Assim que o menino terminou sua frase um estrondo de um trovão ecoou do outro lado do campo seguido de um raio que caíra a poucos metros de onde estavam. Alguns pularam com o susto e outros só observaram, até que os monitores pediram para que todos entrassem em suas barracas. Mas antes que fizessem qualquer movimento, outro barulho, muito mais agudo, veio de dentro da mata chamando suas atenções. De repente, uma chuva torrencial começou a despencar do céu. Tinha algo de errado com aquela chuva, não era normal! Vários animais, de todos os tipos, começaram descer das montanhas e correr em direção ao acampamento. Os meninos, a esta altura, já corriam desnorteados de um lado ao outro gritando desesperados, com medo de serem pisoteados. Os animais continuavam a passar, levando tudo o que encontrassem em sua frente. Várias barracas foram destruídas e a fogueira virou cinzas no meio da clareira. Quando finalmente a manada cessou e eles se sentiram seguros novamente perceberam que o chão tremia. Pensaram que talvez fosse outra manada saindo de seus esconderijos, porém o solo não parava de se movimentar sob seus pés. Um terremoto? Como aquilo era possível? Mas não era um terremoto qualquer, fendas enormes estavam sendo abertas sob seus pés. Fernando abraçou o irmão quando viu que outro garoto foi engolido por uma cratera que acabara de se formar, sugando tudo o que estava a sua volta para dentro dela. O chão começou a se abrir entre os meninos também e não conseguindo mais se segurar no irmão mais velho, Fernando foi puxado para dentro do buraco. Gustavo correu e conseguiu segurar a mão do irmão tentando puxá-lo para cima novamente, enquanto o outro gritava e se debatia de medo. Ele gritou por ajuda, mas todos a sua volta também lutavam por suas vidas e o menino se viu sozinho na tarefa de salvar seu irmão. Puxou uma, duas, três vezes, mas o corpo do pequeno só pesava cada vez mais, até que em um lapso de segundo sua mão escorregou e Fernando caiu gritando dentro da fenda profunda que se formara.

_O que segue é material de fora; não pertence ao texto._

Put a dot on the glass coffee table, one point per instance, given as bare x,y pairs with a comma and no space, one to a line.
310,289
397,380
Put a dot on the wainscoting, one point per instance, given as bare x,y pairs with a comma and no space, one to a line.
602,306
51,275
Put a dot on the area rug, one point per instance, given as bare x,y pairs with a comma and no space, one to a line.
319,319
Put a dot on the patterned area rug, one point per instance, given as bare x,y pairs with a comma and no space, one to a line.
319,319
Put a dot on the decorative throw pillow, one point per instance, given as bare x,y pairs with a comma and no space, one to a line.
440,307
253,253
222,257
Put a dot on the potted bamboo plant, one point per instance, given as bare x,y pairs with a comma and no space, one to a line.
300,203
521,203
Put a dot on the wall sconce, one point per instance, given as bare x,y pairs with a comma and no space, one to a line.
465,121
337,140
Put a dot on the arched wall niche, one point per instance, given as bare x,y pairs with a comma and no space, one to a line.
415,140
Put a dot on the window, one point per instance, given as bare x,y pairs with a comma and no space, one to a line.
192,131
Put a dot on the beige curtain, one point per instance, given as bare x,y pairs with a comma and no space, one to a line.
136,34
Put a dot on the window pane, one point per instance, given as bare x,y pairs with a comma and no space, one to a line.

– O que vocês ainda estão fazendo acordados? Vou descontar pontos de suas equipes se não forem para suas barracas nesse exato minuto. – Um dos monitores apareceu na borda da clareira dando bronca nos meninos que pareciam petrificados em volta da fogueira. Ele se aproximou, olhou em volta e começou o sermão novamente. – Estou falando sério, vamos, andem! Amanhã teremos atividades logo cedo.
Um a um dos meninos voltou à realidade e saiu correndo para suas barracas. Gustavo puxou o irmão pelo braço e também foi para seus dormitórios.
– O que foi aquilo? – Gustavo perguntou atônito.
– Gostou não foi? Ficou com medo não é? Todos ficaram! E você disse que eu era um bebê chorão que não sabia contar histórias.